As we are dealing with 10s of billions of records, a change like this can have a massive impact, requiring extensive performance testing over a month. We changed the primary keys a few databases at a time, under a feature flag that would enable new queries Pod by Pod. The entire primary key update process took over a month as we had to keep the current system humming. As expected, we got a 50% performance improvement on some of the heavily used queries as shown below.

This change resulted in another positive outcome; all customer metadata was now collocated together in tables because customer_id was the first column on core tables. Also, full snapshot times for large workgroups was reduced to half, as shown by the dip in the graph below around Nov 11.
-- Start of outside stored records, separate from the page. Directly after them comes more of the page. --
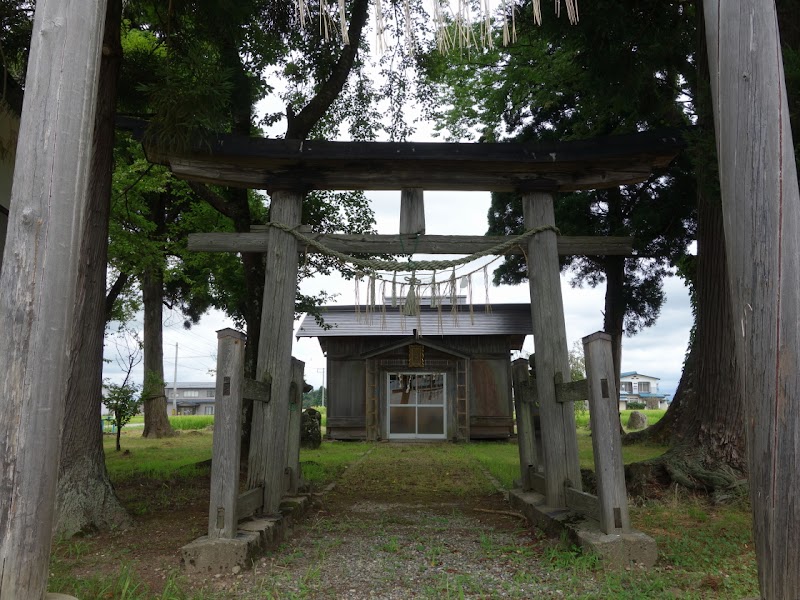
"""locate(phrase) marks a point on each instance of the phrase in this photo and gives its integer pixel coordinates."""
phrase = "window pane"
(431, 389)
(401, 419)
(401, 389)
(431, 421)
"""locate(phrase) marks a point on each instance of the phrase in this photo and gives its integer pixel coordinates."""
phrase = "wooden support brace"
(257, 391)
(526, 435)
(249, 503)
(412, 211)
(258, 239)
(222, 506)
(572, 391)
(606, 442)
(582, 502)
(295, 417)
(267, 460)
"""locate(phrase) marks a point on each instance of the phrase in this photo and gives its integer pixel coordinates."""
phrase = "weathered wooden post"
(412, 211)
(761, 212)
(267, 459)
(37, 285)
(295, 418)
(225, 461)
(559, 439)
(606, 441)
(526, 434)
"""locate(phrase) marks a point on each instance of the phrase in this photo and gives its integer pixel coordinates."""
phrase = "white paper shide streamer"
(455, 21)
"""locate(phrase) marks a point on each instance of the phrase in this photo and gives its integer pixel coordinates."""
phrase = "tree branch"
(214, 199)
(300, 125)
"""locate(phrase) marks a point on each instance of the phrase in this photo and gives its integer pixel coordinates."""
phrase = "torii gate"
(762, 217)
(289, 168)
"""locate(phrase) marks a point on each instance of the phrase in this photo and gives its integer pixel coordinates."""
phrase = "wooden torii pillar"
(267, 460)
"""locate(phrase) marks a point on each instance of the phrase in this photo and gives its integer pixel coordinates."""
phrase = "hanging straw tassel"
(343, 23)
(487, 306)
(383, 304)
(469, 299)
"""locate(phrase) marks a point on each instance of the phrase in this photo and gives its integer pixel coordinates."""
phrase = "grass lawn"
(705, 551)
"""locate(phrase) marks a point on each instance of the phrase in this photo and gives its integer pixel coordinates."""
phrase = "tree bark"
(614, 314)
(156, 423)
(85, 498)
(705, 422)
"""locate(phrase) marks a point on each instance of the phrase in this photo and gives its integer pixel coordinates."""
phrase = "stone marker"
(637, 420)
(311, 429)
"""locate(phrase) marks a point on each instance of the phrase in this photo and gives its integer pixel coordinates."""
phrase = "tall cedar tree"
(617, 71)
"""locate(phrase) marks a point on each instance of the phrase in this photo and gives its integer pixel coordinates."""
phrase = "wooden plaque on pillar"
(412, 211)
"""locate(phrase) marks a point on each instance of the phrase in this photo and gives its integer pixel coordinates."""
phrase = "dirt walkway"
(406, 522)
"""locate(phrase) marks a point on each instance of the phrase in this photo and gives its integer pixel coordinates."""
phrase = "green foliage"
(123, 401)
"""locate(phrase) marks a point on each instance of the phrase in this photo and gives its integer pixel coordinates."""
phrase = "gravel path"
(400, 525)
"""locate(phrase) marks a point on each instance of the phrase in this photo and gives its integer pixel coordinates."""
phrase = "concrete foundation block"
(294, 506)
(266, 528)
(205, 555)
(616, 550)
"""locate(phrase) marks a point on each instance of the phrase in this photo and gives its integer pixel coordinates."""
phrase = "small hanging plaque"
(416, 356)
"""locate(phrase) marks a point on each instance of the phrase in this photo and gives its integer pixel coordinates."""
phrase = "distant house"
(193, 398)
(441, 375)
(637, 387)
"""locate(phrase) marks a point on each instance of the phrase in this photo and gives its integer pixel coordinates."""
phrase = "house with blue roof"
(637, 387)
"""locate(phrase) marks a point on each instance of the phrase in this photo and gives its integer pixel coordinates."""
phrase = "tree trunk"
(85, 498)
(156, 423)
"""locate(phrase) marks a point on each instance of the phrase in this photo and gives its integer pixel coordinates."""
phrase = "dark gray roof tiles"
(344, 321)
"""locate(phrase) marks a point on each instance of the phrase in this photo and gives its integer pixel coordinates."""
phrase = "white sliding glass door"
(417, 406)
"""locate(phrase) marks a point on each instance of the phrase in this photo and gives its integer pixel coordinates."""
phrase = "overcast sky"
(657, 351)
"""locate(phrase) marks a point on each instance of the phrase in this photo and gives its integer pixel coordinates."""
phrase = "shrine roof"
(344, 321)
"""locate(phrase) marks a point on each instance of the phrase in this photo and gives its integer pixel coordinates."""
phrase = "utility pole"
(323, 385)
(175, 384)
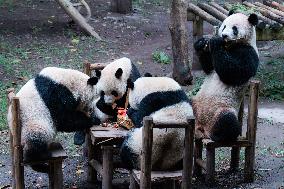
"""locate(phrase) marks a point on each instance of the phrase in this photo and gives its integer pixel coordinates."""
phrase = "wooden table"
(101, 141)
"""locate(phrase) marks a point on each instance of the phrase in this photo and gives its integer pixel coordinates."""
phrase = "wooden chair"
(144, 176)
(57, 152)
(247, 141)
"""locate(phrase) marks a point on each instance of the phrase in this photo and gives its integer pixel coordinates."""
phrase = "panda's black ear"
(147, 74)
(130, 84)
(98, 73)
(92, 81)
(253, 19)
(231, 12)
(118, 73)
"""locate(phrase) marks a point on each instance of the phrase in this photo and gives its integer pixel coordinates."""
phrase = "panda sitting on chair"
(56, 100)
(164, 100)
(229, 60)
(111, 85)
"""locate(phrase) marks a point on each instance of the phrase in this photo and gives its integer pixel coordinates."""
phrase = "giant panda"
(163, 99)
(56, 100)
(112, 80)
(229, 60)
(111, 85)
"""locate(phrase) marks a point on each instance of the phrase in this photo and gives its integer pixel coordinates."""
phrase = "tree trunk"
(181, 70)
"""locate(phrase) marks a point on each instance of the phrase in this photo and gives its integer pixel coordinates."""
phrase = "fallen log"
(272, 24)
(203, 14)
(213, 11)
(77, 17)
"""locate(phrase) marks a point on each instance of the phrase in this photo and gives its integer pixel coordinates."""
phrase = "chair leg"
(198, 155)
(235, 158)
(249, 164)
(55, 174)
(12, 160)
(210, 165)
(107, 167)
(92, 174)
(133, 184)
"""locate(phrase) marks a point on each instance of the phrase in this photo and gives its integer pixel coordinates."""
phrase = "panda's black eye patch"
(114, 93)
(235, 30)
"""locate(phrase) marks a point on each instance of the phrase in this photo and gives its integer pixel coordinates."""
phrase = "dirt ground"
(36, 34)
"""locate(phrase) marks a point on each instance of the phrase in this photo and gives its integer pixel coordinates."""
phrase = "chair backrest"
(147, 136)
(15, 130)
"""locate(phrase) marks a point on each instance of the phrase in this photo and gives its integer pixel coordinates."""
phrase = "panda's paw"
(201, 44)
(79, 138)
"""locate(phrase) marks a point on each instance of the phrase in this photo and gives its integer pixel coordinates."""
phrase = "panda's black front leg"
(201, 47)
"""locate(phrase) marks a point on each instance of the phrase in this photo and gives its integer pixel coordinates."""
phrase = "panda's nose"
(224, 36)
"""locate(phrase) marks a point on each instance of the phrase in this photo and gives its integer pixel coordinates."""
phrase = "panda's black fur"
(163, 99)
(62, 105)
(55, 100)
(116, 71)
(229, 60)
(235, 63)
(154, 102)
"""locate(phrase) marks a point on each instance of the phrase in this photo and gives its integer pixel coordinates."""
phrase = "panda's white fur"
(216, 98)
(167, 143)
(108, 81)
(98, 113)
(245, 29)
(38, 126)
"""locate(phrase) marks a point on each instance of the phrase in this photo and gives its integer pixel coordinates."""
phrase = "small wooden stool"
(247, 141)
(145, 176)
(57, 153)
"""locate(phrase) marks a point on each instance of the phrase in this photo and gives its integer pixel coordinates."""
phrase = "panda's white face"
(113, 80)
(237, 26)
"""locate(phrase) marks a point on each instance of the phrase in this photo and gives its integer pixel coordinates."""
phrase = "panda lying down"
(56, 100)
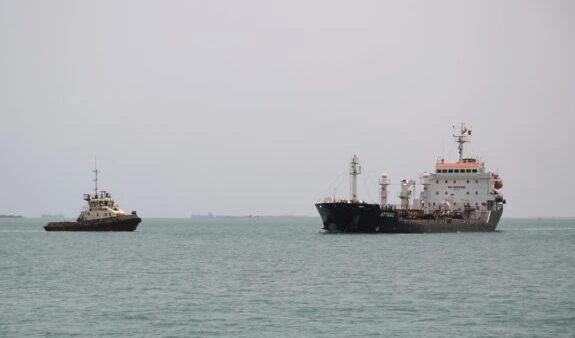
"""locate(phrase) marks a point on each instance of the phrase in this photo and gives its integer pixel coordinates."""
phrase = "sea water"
(283, 277)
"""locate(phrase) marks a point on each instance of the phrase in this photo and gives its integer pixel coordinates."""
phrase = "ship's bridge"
(466, 165)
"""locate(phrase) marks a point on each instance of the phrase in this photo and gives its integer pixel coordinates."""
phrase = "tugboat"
(101, 214)
(458, 197)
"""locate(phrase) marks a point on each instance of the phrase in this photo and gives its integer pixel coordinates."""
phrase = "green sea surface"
(283, 277)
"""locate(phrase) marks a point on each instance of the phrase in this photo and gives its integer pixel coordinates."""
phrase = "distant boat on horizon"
(101, 214)
(11, 216)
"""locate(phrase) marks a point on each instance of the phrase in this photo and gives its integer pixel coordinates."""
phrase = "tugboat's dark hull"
(371, 218)
(122, 223)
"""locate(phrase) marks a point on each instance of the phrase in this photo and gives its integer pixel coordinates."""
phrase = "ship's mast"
(95, 178)
(461, 138)
(354, 170)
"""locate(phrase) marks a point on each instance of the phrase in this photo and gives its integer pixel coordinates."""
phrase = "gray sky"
(256, 107)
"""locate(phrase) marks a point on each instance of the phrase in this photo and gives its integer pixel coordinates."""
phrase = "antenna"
(95, 178)
(354, 170)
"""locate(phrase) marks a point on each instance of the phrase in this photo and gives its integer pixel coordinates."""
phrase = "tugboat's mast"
(464, 132)
(354, 170)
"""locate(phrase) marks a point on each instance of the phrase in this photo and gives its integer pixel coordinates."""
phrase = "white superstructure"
(101, 205)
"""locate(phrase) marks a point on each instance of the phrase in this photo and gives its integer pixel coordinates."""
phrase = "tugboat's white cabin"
(100, 206)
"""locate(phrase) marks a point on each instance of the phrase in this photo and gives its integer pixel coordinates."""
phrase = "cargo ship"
(101, 214)
(461, 196)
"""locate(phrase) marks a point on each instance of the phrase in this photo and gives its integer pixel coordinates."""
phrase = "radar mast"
(462, 137)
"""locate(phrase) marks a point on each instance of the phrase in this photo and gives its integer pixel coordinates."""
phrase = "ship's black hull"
(122, 223)
(371, 218)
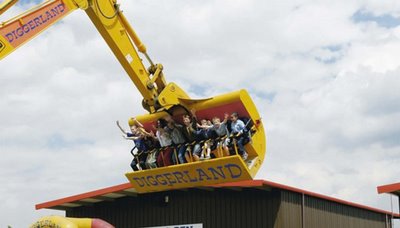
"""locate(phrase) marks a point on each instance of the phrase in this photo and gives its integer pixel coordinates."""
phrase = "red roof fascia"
(82, 196)
(259, 183)
(390, 188)
(243, 184)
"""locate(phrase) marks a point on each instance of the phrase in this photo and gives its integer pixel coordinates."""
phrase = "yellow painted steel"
(4, 6)
(159, 97)
(213, 171)
(62, 222)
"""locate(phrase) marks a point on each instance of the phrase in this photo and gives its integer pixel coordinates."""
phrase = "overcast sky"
(324, 75)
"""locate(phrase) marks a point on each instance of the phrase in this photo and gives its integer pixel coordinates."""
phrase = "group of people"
(174, 143)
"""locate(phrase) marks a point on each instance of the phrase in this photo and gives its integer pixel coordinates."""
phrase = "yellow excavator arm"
(160, 99)
(111, 24)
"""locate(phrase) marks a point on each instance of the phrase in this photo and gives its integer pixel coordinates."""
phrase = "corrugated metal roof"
(118, 191)
(390, 188)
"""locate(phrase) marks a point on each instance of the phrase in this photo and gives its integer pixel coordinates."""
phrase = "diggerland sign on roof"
(122, 190)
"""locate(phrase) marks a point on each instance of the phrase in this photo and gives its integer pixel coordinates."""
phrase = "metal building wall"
(318, 213)
(242, 208)
(217, 208)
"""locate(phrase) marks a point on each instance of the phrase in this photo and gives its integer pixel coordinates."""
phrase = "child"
(165, 156)
(189, 131)
(221, 130)
(138, 134)
(206, 132)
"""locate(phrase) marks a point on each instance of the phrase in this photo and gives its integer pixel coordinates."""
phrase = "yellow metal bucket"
(213, 171)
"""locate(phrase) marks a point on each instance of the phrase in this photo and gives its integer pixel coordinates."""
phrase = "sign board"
(202, 173)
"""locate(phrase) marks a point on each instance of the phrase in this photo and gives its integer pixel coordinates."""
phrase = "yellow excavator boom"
(160, 99)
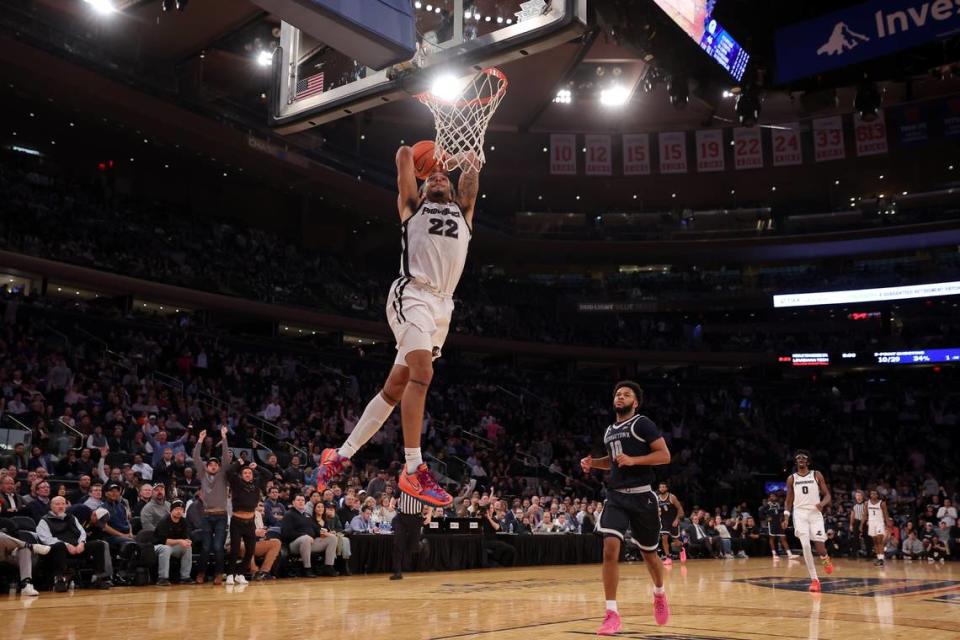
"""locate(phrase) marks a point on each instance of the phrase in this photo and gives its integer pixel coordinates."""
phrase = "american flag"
(309, 86)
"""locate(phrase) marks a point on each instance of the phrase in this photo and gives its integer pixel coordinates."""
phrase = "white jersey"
(434, 249)
(806, 491)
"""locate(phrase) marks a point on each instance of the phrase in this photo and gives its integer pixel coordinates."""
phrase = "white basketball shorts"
(419, 319)
(808, 523)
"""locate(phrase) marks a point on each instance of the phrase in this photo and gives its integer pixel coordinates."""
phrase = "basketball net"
(461, 122)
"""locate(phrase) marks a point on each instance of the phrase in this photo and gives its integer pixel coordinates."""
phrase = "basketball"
(423, 161)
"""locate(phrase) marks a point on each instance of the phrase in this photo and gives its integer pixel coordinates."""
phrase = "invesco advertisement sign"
(862, 32)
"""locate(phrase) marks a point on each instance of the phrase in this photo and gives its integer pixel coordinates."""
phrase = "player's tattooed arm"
(824, 491)
(467, 189)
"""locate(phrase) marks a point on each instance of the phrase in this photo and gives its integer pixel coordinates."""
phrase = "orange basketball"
(423, 161)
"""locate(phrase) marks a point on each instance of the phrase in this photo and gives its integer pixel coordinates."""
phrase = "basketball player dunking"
(671, 513)
(804, 491)
(634, 446)
(876, 528)
(437, 224)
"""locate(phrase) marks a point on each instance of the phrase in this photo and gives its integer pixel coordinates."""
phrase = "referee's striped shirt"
(409, 504)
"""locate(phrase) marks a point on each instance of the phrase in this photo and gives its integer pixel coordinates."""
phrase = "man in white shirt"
(948, 513)
(141, 467)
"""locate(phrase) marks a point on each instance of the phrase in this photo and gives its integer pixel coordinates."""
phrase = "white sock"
(808, 558)
(374, 415)
(414, 458)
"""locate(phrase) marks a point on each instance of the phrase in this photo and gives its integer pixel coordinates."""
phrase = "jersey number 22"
(437, 224)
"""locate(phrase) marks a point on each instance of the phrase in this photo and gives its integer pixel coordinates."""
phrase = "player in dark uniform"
(671, 513)
(771, 516)
(634, 446)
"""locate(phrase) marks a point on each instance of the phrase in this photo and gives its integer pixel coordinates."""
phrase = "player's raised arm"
(467, 189)
(824, 491)
(409, 198)
(680, 512)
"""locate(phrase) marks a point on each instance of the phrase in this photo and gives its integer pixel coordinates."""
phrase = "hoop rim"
(459, 103)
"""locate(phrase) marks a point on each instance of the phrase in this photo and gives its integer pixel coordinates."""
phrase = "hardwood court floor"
(710, 599)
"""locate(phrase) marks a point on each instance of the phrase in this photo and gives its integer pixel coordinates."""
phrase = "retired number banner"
(636, 154)
(747, 148)
(563, 154)
(673, 152)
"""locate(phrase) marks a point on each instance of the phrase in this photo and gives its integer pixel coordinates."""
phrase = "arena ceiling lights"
(854, 296)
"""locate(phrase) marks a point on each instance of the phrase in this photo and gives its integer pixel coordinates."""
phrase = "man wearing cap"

Check files first and then folder

One of our principal engineers was diagnosing an unrelated issue when he noticed that two of the APIs were called a lot more than others – 100’s of times more. As such, it was worthwhile to investigate the code – are we optimized as much as possible in this flow? Even a small gain per call would be significant. While investigating, he noticed something strange. For listing files of a folder, we are making some repeated queries on the folders table that returned no records.  Our first reaction was to add a NULL_MARKER in our cache for nonexisting paths, but upon doing a deeper analysis, we found that a helper API is written suboptimally to make one use case simply was being reused by a high-frequency use case. The API allows you to get details about a file, folder or version using a path like /pubapi/fsi/${UUID}. Although this makes life easy for this use case caller, the server code has no idea whether a user is asking for a folder, a file or a version. Therefore, it’s forced to do a fallback by first checking if it’s a folder, then file and lastly, a version. As the other high-frequency user agent was calling this API 100s of millions of times a day, we were getting close to 100M cache/database queries returning no results. The fix was simple. We know that for most customers, folder to file ratio is 1:10. We reversed the order of fallback to the first check if the UUID is a file and then a folder. This gave us 10% improvement, but when applied to an API that’s called 100s of millions of time a day, the impact is massive. We now have additional resource capacity on cache/database left for real usage. Below is a screenshot of one of the Pods showing the dip, the in-query count that gave us immediate relief. We will now work in future sprints to provide a new optimal API for this specific high-frequency user agent.

As a side effect of these improvements, the system became faster and we found that the throughput increased by 15% without adding many new resources.

Taking the time to focus on the few tasks that can result in maximum gain is critical for improving complex systems like Egnyte Connect. Without this focus, teams can quickly get bogged down in the myriad details of the day-to-day activity.